Grapevine Faith Christian School (GFCS) is a private Christian school in Grapevine, Texas, United States. It was established in the year 1999 and moved into the former Grapevine Middle School building in 2001. It currently has about 850 students from grades Pre-kindergarten to 12th.

== History ==
The first year of Grapevine Faith Christian School was in 1999 at Grapevine Baptist Church with around 300 students. In 2001, the school moved into the former campus of Grapevine Middle School on Worth Street. Then, in 2010, the Dallas Road high school campus was completed, which hosted grades 9-12. In 2014, a tunnel going under the railroad tracks was completed, allowing safe travel between the 2 campuses. 2 years later, the school redid its old football field and track to improve for sporting events. In 2023, a new high school baseball field was built on the Dallas Road campus.

==Athletics==
GFCS participates as a member of TAPPS. Their Athletic teams are nicknamed The Lions. In December 2016, the varsity Lions football team claimed the state TAPPS title.

===One Heart Bowl===
GFCS previously maintained a "rivalry" with the Gainesville State School, a Texas Juvenile Justice Department maximum-security juvenile detention facility. (The "rivalry" was, from a competition standpoint, one-sided as FCS has won all of the matchups.)
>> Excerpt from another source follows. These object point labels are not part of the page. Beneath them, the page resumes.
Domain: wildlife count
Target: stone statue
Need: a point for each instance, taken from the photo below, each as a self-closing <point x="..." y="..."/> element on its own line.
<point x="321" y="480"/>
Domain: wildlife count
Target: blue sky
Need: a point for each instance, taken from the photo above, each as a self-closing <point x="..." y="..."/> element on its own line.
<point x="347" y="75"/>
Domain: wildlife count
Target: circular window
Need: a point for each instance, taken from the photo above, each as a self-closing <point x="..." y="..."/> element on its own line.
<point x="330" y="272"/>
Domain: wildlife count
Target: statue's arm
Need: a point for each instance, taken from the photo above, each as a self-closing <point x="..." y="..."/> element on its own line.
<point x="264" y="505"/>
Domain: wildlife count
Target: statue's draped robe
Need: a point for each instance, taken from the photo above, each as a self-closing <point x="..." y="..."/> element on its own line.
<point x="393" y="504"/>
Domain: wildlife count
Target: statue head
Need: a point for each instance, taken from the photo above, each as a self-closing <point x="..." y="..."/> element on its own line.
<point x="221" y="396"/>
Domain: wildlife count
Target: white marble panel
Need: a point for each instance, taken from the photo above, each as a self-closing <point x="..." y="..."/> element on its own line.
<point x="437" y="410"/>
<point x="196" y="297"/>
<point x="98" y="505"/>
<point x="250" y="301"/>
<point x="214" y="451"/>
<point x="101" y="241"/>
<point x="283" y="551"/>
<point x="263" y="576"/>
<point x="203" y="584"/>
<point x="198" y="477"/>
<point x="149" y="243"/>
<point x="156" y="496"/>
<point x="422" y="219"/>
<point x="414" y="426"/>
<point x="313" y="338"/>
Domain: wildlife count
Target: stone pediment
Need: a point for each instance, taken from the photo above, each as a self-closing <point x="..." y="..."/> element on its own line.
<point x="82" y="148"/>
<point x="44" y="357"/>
The rivalry began when GFCS and Gainesville State were placed in the same district in 2008 for athletic competition.

After learning about how the Gainesville State program operated (the team plays all its games on the road, has no fan base outside of its coaches and the guards assigned to escort the team each week, and the roster - where players are identified only by their first name and first initial of their last name - is subject to significant turnover due to players being released from custody or removed from the team for disciplinary action), GFCS head football coach/athletic director Kris Hogan sent an unusual request to the team's fans - he asked them to form a spirit line and cheer for the Gainesville State players in their upcoming game. The game made national headlines.

The teams played again in district competition in 2009 (now renamed "One Heart Bowl"); the game featured (then) Cowboys coach Wade Phillips in attendance.

Gainesville State and GFCS were moved into different districts in 2010; however, GFCS and Gainesville State continued the annual football game. until Gainesville State elected to play six-man football instead.